What I Want From Amazon

For all the talk in some indie circles of how Amazon is going to screw us over at some point, I’m inclined to believe that such a day is far in the future.  After all, everything I’ve seen from Amazon has been about trying to help you sell books in the digital marketplace.

Amazon has positioned itself as more of a partner to indie authors and has given us tools to help us.  Even KDP is a huge help because it makes it quick and easy to upload new content.  They also provide helpful pricing tools that assist in making an informed decision on the best price for your work.

However, they don’t provide everything a writer could want, and here are some things I really wish they would do.  (Jeff Bezos, if you’re reading this, please get your people on it!)

1. Data on where traffic to our book is coming from

I’m starting with this because I think it’s the simplest and possibly the most helpful.

Right now, this blog has analytics that will tell me where people come from, what they click to take them away from here, and what they read.  I can’t track what a given individual is doing, but that’s fine.  I don’t need that.

What I do need to know is what kind of content is attracting readers and where they’re coming from.  This lets me adjust my strategy if necessary.

With my books, however, I don’t get that.  If I use an affiliate link, I get a little tracking data, but not a lot, and I get none for anyone else’s affiliate link. I don’t know where sales are coming from, so I don’t know how to focus my efforts.

For example, I have a friend who has access to a very popular blog.  She will occasionally promote books through that access.  When she does, however, all the author can see directly is a spike in sales.  We have to guess that the post and the spike are correlated.

Having the ability to see where traffic comes from, and where it goes, would allow authors to make better use of their marketing time and budget.

2. Sales Rank In Relation To Rest Of Genre

Through our Author Central pages, writers can see where their books’ sales rankings fall.  This is great, of course, but it would be nice to have some point of reference to help make sense of it all.

After all, if I’m at #527,312 on Amazon, that’s not particularly great.
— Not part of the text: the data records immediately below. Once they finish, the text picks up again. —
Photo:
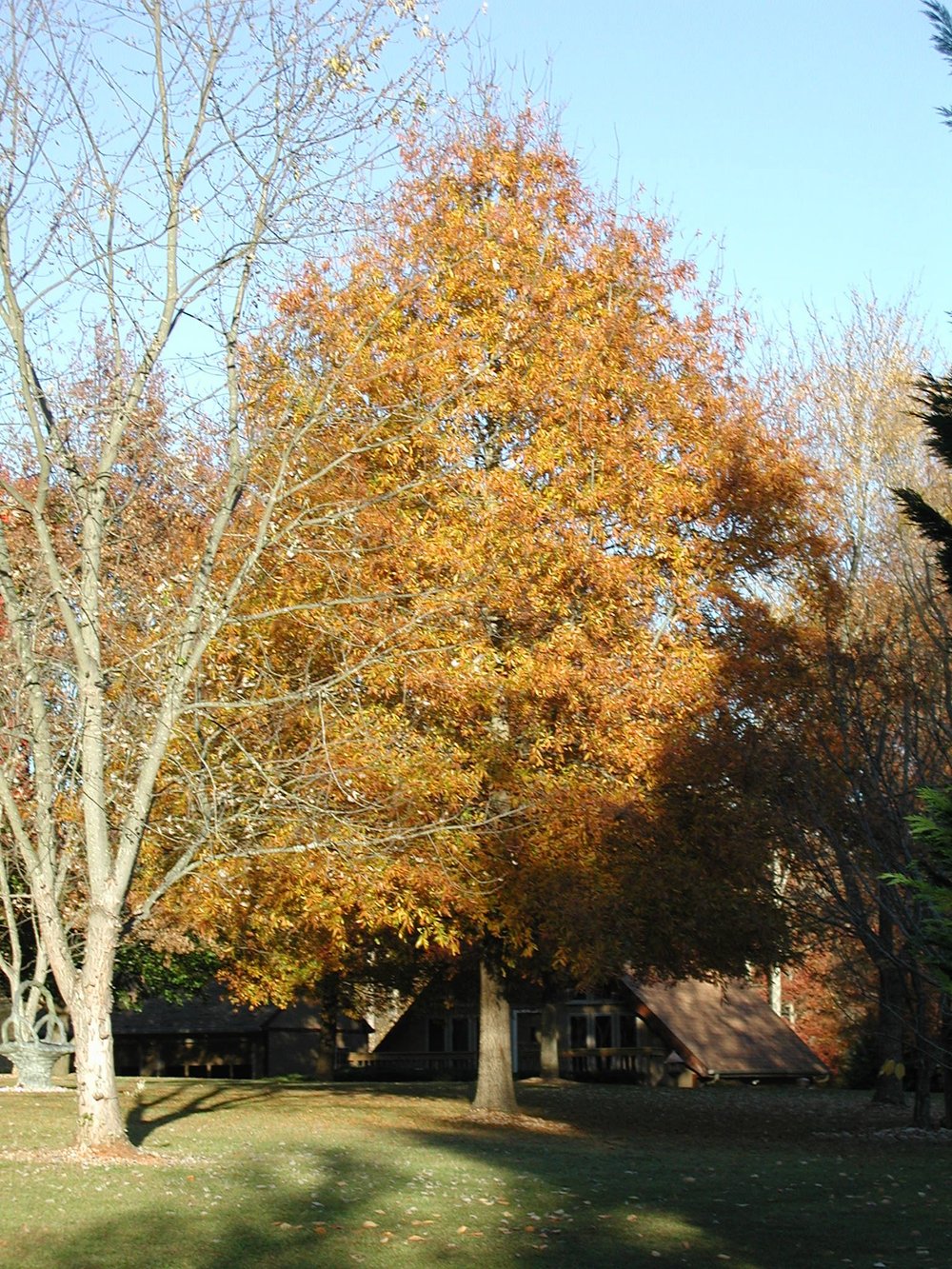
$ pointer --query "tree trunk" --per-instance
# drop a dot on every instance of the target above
(101, 1127)
(946, 1050)
(495, 1088)
(889, 1027)
(327, 1037)
(548, 1042)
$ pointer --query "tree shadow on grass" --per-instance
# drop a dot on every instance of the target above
(155, 1107)
(444, 1189)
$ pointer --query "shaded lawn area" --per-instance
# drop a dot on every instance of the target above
(295, 1176)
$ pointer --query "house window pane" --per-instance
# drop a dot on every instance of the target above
(461, 1036)
(437, 1036)
(627, 1032)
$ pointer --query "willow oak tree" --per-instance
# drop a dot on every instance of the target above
(155, 157)
(608, 498)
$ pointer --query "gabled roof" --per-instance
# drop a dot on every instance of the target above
(724, 1029)
(209, 1012)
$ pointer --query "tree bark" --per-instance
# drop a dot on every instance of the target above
(889, 1084)
(327, 1039)
(495, 1088)
(946, 1044)
(101, 1126)
(548, 1042)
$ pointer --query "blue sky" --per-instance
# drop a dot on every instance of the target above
(795, 142)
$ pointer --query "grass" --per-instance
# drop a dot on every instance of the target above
(286, 1176)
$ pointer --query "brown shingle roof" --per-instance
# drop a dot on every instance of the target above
(725, 1029)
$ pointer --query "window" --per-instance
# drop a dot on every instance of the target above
(604, 1031)
(578, 1031)
(437, 1036)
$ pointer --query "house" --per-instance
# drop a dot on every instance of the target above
(669, 1032)
(209, 1037)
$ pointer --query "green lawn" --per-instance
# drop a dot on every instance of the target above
(288, 1176)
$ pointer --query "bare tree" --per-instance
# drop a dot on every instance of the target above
(162, 164)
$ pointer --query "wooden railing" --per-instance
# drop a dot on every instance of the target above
(638, 1063)
(447, 1066)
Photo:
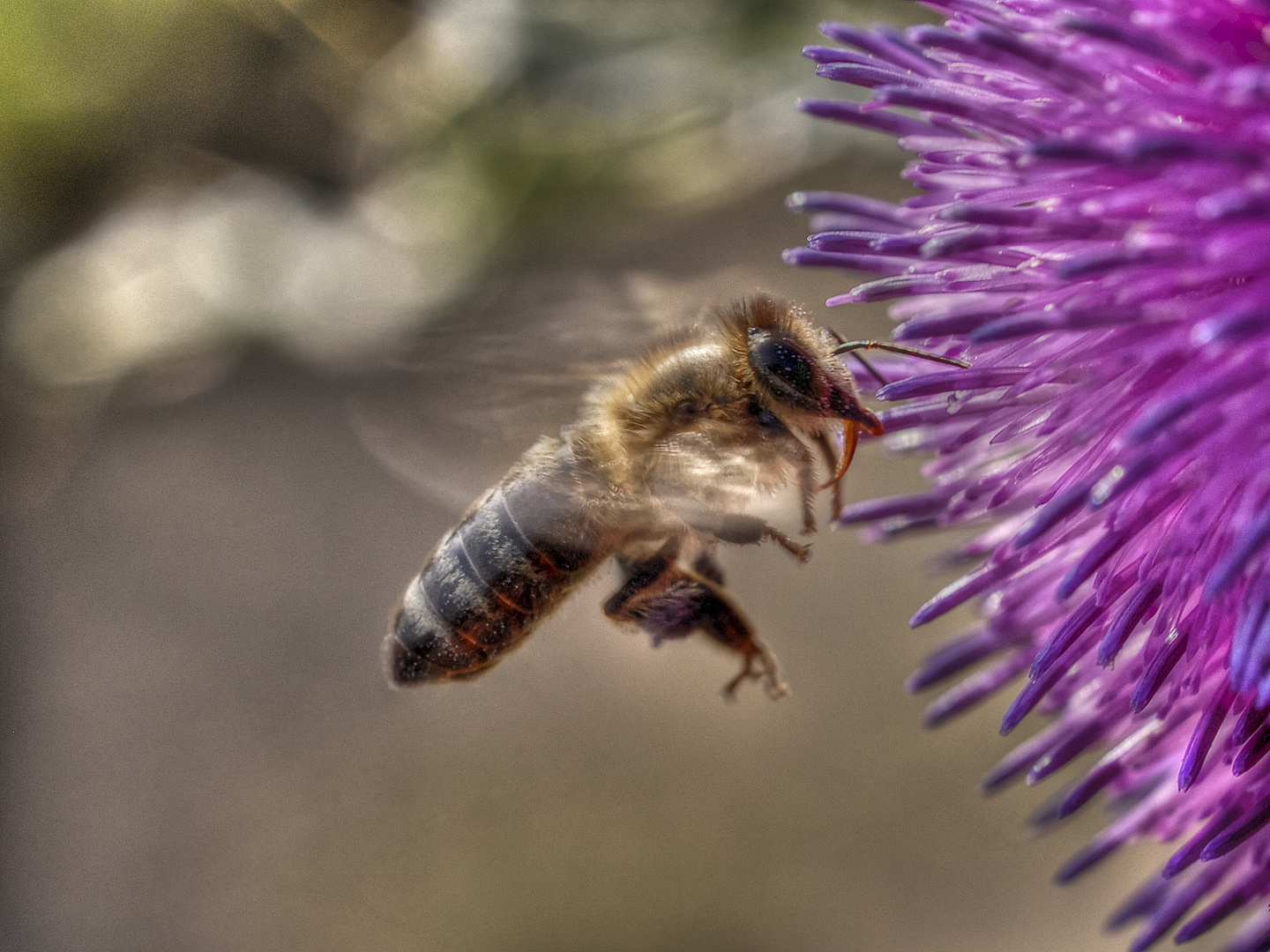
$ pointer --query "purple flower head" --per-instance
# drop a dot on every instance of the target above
(1094, 236)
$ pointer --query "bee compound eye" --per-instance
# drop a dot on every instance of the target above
(784, 367)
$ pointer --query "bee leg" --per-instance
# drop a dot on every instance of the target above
(834, 485)
(807, 487)
(671, 602)
(741, 530)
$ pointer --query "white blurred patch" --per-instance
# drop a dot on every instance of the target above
(169, 276)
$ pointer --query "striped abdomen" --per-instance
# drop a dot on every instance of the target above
(499, 571)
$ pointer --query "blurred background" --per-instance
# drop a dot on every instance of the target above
(247, 247)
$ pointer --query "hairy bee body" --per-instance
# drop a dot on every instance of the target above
(657, 471)
(516, 555)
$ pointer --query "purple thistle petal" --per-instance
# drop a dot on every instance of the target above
(1201, 738)
(1188, 854)
(1093, 234)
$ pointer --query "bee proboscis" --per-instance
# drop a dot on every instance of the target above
(655, 472)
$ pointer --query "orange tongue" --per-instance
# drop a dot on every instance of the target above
(850, 437)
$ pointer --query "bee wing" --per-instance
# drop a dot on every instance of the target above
(476, 390)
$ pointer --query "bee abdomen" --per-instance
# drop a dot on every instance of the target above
(508, 562)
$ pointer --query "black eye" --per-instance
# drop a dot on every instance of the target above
(785, 368)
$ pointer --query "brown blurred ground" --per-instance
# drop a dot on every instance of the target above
(202, 755)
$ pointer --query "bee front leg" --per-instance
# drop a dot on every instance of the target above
(672, 602)
(834, 487)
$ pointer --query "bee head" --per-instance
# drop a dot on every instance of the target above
(793, 363)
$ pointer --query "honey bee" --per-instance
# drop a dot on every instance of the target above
(655, 472)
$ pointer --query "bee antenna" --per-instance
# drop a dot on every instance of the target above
(851, 346)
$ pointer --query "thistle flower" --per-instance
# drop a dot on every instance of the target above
(1094, 236)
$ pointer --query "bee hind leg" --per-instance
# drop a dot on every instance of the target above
(741, 530)
(672, 602)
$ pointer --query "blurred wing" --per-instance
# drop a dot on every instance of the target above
(478, 389)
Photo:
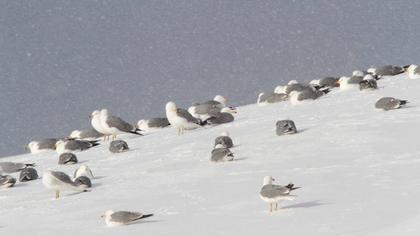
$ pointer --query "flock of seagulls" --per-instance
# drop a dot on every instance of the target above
(213, 112)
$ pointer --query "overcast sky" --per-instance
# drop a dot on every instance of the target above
(60, 60)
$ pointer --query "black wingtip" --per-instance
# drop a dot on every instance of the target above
(146, 216)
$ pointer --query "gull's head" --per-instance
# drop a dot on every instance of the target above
(94, 114)
(280, 89)
(268, 180)
(358, 73)
(220, 98)
(292, 82)
(314, 82)
(170, 107)
(229, 110)
(410, 68)
(107, 214)
(32, 145)
(141, 123)
(59, 143)
(219, 146)
(368, 77)
(75, 134)
(224, 133)
(371, 71)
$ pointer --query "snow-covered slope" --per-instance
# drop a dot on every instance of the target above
(358, 168)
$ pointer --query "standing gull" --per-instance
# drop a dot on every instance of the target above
(95, 121)
(115, 125)
(83, 171)
(59, 181)
(119, 218)
(271, 193)
(181, 118)
(224, 140)
(389, 103)
(12, 167)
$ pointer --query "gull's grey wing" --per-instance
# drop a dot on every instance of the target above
(120, 124)
(63, 177)
(222, 118)
(186, 115)
(273, 191)
(125, 216)
(47, 143)
(77, 145)
(387, 103)
(90, 133)
(158, 122)
(11, 167)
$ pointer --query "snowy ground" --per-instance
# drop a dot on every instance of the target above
(358, 168)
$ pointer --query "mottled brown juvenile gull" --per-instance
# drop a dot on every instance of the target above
(273, 194)
(60, 181)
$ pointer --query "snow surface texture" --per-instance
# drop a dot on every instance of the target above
(358, 168)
However, if I’m #18 in that genre, there are lessons there.  There’s also lessons there if #17 is ranked #1,334 on Amazon.

Being able to access relevant data about just what that sales rank means, particularly without having to spend time hunting for it on Amazon’s main page–a problem the more books you have available–allows writers to judge just where their books stand and try and figure out how it can do better.

3. Cookies.

Yeah, I thought I had a third one here and when I typed it out, it wasn’t nearly as useful as I’d thought (cover analytics that would only work after you paid for a cover).  So, I think it would be awesome if Amazon sent me some cookies.

Chocolate chip is my personal favorite, but some variation on that–don’t even think of sending anything with raisins–would also be welcome.

OK, seriously, those are my two suggestions for ways Amazon could help make indie lives easier, and help their bottom line too.  That said, I’m open to other thoughts.  What do you have in mind?